Girl News - Everything Is the Best

Not “the best stuff about being a girl” or whatever because ewwwwwissaboring! And doesn’t that depend on basically everything? And probably that would amount to the list equivalent of a sad pile of empty candy wrappers. I have a little, sad pile of crumply and crumbly candy wrappers right here and it’s just really tragic, like, they might as well stop-motion-style reorganize themselves into a frownyface. Fuck Halloween. Anyway, even though I do want to engage in an endless—literally endless—amount of offensive and incorrectly specific cataloguing of the girlsperience, because it’s fun, I think instead this could just be about what stuff is the best stuff right now. It’s more, just, like, aaaaaaahhhhhhhhh maybe we can take five fucking minutes to revel in the post-Tuesday-ness of this week and be IT’S THE BEST!-ish about it? Also maybe I was hecka situationally depressed for a year and now I’m NOT ANYMORE and maybe it feels like so many millions of undemanding, vacant-poolside oral sexes so I am in the mood.

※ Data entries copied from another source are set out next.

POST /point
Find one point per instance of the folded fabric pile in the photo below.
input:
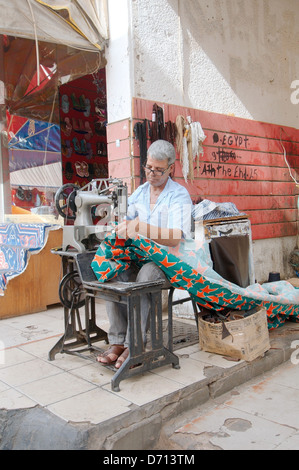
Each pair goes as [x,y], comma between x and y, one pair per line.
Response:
[208,210]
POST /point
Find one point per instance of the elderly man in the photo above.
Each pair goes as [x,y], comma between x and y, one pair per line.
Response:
[160,209]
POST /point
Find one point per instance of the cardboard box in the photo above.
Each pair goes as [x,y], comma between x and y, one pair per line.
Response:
[247,338]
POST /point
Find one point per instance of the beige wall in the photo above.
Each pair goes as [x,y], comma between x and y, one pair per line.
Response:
[226,56]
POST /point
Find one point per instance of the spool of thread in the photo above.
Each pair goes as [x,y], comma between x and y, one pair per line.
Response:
[273,277]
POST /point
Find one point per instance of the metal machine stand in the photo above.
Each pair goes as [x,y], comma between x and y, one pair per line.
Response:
[128,293]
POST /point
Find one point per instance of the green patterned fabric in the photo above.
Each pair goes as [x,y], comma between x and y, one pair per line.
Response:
[189,267]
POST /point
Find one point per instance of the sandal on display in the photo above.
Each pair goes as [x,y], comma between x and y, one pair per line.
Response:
[111,355]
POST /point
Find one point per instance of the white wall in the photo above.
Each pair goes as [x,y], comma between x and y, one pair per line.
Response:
[226,56]
[235,57]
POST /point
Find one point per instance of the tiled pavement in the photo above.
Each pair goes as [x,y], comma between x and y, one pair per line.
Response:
[73,393]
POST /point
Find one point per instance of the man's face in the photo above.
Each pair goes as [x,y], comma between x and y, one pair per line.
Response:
[155,177]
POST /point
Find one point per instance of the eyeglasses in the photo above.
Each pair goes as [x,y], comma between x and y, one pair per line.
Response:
[156,172]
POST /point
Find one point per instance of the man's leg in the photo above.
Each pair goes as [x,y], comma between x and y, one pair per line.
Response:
[148,272]
[118,324]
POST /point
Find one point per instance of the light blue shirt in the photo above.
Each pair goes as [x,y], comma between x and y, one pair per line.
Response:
[172,209]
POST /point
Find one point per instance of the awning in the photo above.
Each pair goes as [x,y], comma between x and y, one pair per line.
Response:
[47,176]
[75,23]
[46,44]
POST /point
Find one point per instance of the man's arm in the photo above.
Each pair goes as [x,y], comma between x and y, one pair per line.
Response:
[163,236]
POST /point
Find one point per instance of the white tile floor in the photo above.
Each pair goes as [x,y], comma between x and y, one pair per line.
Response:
[73,388]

DON’T FUCKING TELL ME WHAT TO DO A.K.A. THE OBVIOUS

So did you also wake up after that electoral confirmation that nobody is interested in being legally mansplained about sex and bodies, all crying and sleep-smiling, smiling so big that your skin turned into hard, clear plastic and we could see your muscles and organs inside all lit up neon purple and green? I did, totallys.

CLUELESS

Have you noticed how pouty and jealous boys are about Clueless being decidedly un-theirs? They want in on it so bad. So bad!

STAKES

Yesterday I watched Camille Paglia (go-go Google fingers!) do a talk about art and the best thing she said is that there hasn’t been a legit avant-garde artist since

Robert Mapplethorpe was photographing downtown/New York/gay/S&M shit. She said that artists who aren’t risking something really real—like their careers or livelihoods or communities—aren’t avant-garde, and since the avant-garde was folded into the official art world (which is fine, it just was) there isn’t any existing or even possible (???) risk available, making “avant-garde” not… avant. Real risk, real alienation, real struggle is so crucial and minus Frank Ocean puhhhhretty absent in mainstream or mainstreamish culture. Which is exhausting when you consider how post-irony-invested you are in your hugely corny iTunes, you know? Anyway this all just emphasized the incredible value and possibilities of high stakes, and of trying, and of how much can happen if you’re just willing.

SIDETONGUE

My current obsession is the side of men’s tongues, which you can only see when they specifically show you, because when you are actually using it you are busy. HALLO, why aren’t we fetishizing the thickness and animal texture of this area already?

GIRL POP CULT BESTS I: BEYONCE’S TUMBLR

Beyoncé is problematic on her own. It’s too easy to get excited about her (and I mean ex-ci-ted) because she is so many different ways of perfect, when in fact she is a stalwart representative of the white-beauty industrial complex, and she seems to be weird about men, and probably other stuff, but of course mostly I love her. Her Tumblr, though? Her Tumblr. Can we just start up with the Year in Review shit right now so I can make, like, “Marfa photoset” the first thing on the Everything list?